Local musician P.J. Moon has good things to say about Durango’s music scene. It’s the reason he moved here and arguably the reason he stays here.
The well runs pretty deep when it comes to people making music here, as long-established bands like The Crags or Lawn Chair Kings continue to record and release records, younger musicians continue to crank out sounds and open-mic night business steady, if not booming. The music industry may be crashing, and more and more musicians are facing the reality that the “business” side of the music business is nothing short of a stone-cold drag, but there are still plenty of people interested in music as an art; it’s that mindset that keeps people making music. Focus more on your scene over your business and you’ll do OK.
It was the local music scene that made Durango appealing to guitar player Moon, and what has kept him here since he moved to Durango in 2017. In a short time, he’s established himself as an up-and-coming guitar player and released “Memoirs of Living in a Car” with his band The Swappers.
P.J. Moon and The Swappers will perform May 10 at Animas City Theatre, playing with local funk and soul outfit J. Calvin.
It was a visit to Durango and a promising open-mic night that led to him wanting to stick it out in Durango.
“I always try to hit the open mic scene in a new place. I was just visiting, and I met a lot of great people on that first night, and it just kind of inspired me to try to set some roots and build another group,” Moon said. “I was on the outs with my last group, and I was ready to build something new. Durango looked like a super-fertile place to be able to do that.”

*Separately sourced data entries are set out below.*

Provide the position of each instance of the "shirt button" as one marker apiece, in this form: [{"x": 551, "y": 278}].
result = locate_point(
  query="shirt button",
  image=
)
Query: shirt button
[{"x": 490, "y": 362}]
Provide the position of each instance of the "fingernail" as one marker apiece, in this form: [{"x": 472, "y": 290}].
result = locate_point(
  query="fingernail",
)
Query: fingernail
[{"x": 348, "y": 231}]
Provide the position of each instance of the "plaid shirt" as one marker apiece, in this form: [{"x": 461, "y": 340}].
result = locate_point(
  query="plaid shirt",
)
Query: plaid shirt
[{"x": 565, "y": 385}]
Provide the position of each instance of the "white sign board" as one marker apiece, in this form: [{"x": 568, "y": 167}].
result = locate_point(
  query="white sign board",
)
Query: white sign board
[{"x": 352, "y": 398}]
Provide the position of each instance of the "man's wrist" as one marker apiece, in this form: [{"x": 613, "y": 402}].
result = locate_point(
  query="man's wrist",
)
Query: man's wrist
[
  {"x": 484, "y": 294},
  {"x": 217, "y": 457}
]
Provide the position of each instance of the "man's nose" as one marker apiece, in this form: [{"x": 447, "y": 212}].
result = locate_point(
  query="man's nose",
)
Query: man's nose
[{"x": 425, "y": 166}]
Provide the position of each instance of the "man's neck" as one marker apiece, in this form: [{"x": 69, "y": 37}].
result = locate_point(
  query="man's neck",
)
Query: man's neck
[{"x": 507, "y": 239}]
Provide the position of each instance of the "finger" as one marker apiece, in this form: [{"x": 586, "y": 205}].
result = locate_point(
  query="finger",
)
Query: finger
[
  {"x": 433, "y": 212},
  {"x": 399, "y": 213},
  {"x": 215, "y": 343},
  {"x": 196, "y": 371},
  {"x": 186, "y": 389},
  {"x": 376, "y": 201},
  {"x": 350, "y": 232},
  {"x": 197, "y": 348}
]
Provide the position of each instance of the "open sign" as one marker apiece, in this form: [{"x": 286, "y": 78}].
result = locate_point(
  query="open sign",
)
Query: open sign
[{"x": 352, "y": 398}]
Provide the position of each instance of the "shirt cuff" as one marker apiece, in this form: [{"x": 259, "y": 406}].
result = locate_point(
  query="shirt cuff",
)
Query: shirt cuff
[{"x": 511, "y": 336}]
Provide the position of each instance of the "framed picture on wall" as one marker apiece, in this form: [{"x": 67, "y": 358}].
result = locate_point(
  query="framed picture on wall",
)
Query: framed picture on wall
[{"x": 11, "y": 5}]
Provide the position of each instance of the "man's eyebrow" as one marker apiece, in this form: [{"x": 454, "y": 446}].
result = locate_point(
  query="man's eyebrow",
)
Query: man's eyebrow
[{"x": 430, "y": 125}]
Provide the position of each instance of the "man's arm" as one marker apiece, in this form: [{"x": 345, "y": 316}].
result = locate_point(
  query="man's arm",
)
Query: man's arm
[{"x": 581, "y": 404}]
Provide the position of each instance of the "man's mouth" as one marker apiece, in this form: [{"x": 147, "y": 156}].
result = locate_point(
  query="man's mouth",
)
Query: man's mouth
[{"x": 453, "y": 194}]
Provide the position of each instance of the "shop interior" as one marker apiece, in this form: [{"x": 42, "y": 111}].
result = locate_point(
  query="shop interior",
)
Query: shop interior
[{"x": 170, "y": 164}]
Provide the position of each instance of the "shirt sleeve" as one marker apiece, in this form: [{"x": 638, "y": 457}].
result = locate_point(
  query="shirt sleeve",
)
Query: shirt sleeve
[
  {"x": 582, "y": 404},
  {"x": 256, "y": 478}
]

Fertile is right. Moon had been in Portland, Maine, in a scene he dug and respected, but it was a scene where musicians wouldn’t moonlight in other bands. It was here where he found that musicians were willing to double-dip and even triple-dip.
“When we were trying to build and add members and make it into something different and have different iterations and different versions, it was just a lot harder to find other available musicians that were up to our standards,” he said. “We’d find people and say, ‘You’re a great drummer, you’re a great saxophone player,” and they’d say, ‘Thanks, but I’m in another group right now.’ But I get to Durango, and everybody I’m talking to and meeting are like, ‘Yeah, I’m in two other working bands right now, but let’s start a third.’ And it’s great, everybody is down to try something new and fill up their schedule with music. Some catch on, some don’t, but everybody is open to it. That was the feeling in Durango. It was super refreshing.”
Recorded locally at Scooters Place, “Memoirs of Living In A Car” is a dose of loose rock ’n’ roll, an album that is an apt reflection of their live show, where solid songwriting fits comfortably with jam and groove. The band can slow it down if need be, dipping into psychedelic rock territory, and they are not afraid to stretch things out into a Southern rock-inspired jam if the musical mood fits.
Missing in a lot of rock music that was the backbone of Southern rock are guitar harmonies; with Moon citing The Allman Brothers as a major influence, and incorporating two guitar players in the band, he’s bringing guitar harmonies back into the fold.
P.J. Moon and The Swappers have a new EP, also recorded at Scooters Place, in the can, which is set for release later this month.